The matter could not rest. One talked, and another talked: and before noon next day it was known all over the place that David Garth had been put to sleep by himself in the empty cottage. Miss Timmens attacked Hill with her strong tongue, and told him it was enough to frighten the child to death. Hill was sullen. He would answer nothing; and all she could get out of him was, that it was no business of hers. In vain she demanded his reasons for saying the boy had gone to Worcester by the early train: whether he sent him--whether he saw him off. Hill said David did go; and then took refuge in dogged silence.
The schoolmistress was not one to be played with. Of a tenacious turn, she followed out things with a will. She called in the police; she harangued people outside her door; she set the parish in a ferment. But David could not be heard of, high or low. Since the midnight hour, when that call of his awoke his mother, and was again repeated, he seemed to have vanished.

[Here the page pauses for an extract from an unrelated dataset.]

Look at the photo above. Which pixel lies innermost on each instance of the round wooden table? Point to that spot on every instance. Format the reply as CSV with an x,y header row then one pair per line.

There arose a rumour that Jim Batley could tell something. Miss Timmens pounced upon him as he was going by the school-house, conveyed him indoors, and ordered him to make a clean breast of it. It was not much that Jim had to tell: but that little seemed of importance to Miss Timmens, and he told it readily. One thing Jim persisted in--that the boots he saw through the skylight must have been David's boots. Hill had called them his, he said, but they were not big enough--not men's boots at all. Hill was looking "ghastly white," as if he had had a fright, Jim added, when he told him David was gone off to Worcester.
Perhaps it was in that moment that a fear of something worse than had been yet suspected dawned upon Miss Timmens. Tying on her bonnet, she came up to Crabb Cot, and asked to see the Squire.
"It is getting more serious," she said, after old Thomas had shown her in. "I think, sir, Hill should be forced to explain what he knows. I have come here to ask you to insist upon it."
"The question is--what does he know?" rejoined the Squire.
"More than he has confessed," said Miss Timmens, in her positive manner.
"Jim Batley stands to it that those boots must, from the size, have been David's boots. Now, Squire Todhetley, if David's boots were there, where was David? That is what's lying on my mind, sir."
"What did Jim Batley see besides the boots?" asked the Squire.